Thursday, June 24, 2010

John Berger

John Peter Berger (born 5 November 1926) is an English art critic, novelist, painter and author. His novel G. won the 1972 Booker Prize, and his essay on art criticism Ways of Seeing, written as an accompaniment to a BBC series, is often used as a college text.

Born in Hackney,[1] London, England, Berger was educated at the independent St Edward's School in Oxford. "His father, S.J.D. Berger, O.B.E., M.C., had been an infantry officer on the western front during the First World War".[2] Berger served in the British Army from 1944 to 1946; he then enrolled in the Chelsea School of Art and the Central School of Art in London. Berger began his career as a painter and exhibited work at a number of London galleries in the late 1940s.[2] His art has been exhibited at the Wildenstein, Redfern and Leicester galleries in London. Berger has continued to paint throughout his career.[3]

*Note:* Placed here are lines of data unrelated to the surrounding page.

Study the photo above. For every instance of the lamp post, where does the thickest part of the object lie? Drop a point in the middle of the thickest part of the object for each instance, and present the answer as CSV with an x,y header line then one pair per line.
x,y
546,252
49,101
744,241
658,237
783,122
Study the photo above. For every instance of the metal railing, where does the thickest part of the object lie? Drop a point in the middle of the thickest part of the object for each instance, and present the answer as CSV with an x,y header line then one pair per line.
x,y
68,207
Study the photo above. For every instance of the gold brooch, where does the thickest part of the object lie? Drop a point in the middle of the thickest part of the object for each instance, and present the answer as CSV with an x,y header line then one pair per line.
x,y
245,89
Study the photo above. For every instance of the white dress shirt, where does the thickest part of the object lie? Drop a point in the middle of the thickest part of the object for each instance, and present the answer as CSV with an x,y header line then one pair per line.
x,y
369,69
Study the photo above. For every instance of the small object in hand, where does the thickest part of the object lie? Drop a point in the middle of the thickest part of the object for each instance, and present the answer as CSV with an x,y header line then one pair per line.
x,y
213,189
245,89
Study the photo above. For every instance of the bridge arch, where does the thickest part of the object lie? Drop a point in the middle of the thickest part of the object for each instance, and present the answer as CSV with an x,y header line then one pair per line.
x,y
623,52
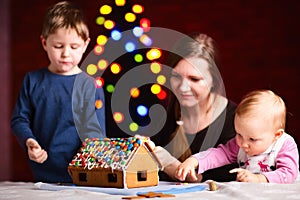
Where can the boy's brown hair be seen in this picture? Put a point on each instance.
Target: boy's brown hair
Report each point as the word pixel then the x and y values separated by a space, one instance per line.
pixel 65 15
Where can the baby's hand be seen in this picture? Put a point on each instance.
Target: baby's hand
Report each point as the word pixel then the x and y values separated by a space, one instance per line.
pixel 187 168
pixel 35 152
pixel 244 175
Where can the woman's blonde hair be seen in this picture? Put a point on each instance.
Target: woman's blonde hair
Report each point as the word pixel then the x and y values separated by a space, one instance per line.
pixel 265 104
pixel 65 15
pixel 197 45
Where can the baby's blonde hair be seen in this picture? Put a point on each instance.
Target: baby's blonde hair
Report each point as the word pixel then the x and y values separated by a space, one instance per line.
pixel 263 104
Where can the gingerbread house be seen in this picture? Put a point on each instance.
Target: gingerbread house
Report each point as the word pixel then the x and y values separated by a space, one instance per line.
pixel 115 162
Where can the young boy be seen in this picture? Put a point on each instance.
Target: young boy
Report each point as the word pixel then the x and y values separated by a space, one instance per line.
pixel 55 109
pixel 263 150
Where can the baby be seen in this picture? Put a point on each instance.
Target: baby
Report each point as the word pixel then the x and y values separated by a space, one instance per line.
pixel 264 151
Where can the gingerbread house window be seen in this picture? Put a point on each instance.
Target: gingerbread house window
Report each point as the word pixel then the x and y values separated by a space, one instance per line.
pixel 82 177
pixel 112 178
pixel 142 175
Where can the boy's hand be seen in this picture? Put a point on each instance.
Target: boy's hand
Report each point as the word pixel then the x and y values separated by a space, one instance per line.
pixel 244 175
pixel 187 168
pixel 35 152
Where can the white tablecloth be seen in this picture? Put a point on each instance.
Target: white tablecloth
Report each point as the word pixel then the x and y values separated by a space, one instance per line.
pixel 228 190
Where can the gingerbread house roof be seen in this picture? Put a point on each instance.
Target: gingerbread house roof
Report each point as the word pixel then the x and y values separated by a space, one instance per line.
pixel 114 153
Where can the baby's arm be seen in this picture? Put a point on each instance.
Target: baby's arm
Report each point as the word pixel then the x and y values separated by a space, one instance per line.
pixel 35 152
pixel 187 168
pixel 287 164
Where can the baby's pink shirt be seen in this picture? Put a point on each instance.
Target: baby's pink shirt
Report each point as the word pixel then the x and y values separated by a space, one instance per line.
pixel 287 160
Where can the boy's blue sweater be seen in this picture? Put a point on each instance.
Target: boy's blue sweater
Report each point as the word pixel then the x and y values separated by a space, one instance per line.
pixel 59 112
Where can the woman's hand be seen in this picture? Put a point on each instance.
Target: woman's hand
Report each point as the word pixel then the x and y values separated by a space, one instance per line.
pixel 35 152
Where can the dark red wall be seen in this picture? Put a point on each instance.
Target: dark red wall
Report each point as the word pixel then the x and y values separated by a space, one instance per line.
pixel 258 40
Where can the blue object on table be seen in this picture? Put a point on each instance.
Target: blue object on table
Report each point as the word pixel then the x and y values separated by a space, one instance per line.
pixel 179 190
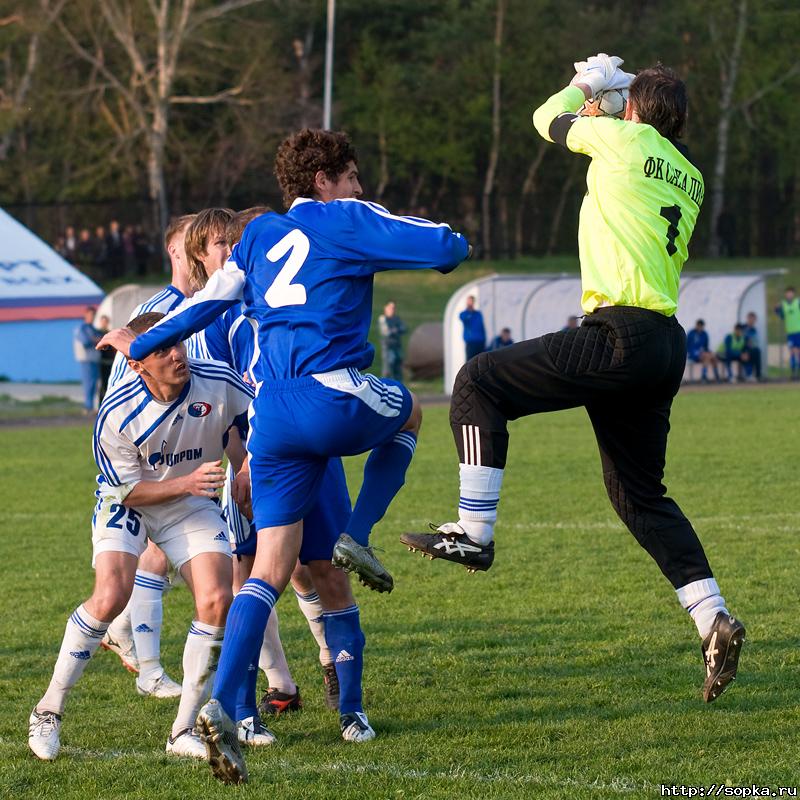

While teaching drawing (from 1948 to 1955), Berger became an art critic, publishing many essays and reviews in the New Statesman. His Marxist humanism and his strongly stated opinions on modern art made him a controversial figure early in his career. He titled an early collection of essays Permanent Red, in part as a statement of political commitment, and later wrote that before the USSR achieved nuclear parity with the US he had felt constrained not to criticize the former's policies; afterwards his attitude toward the Soviet state became considerably more critical.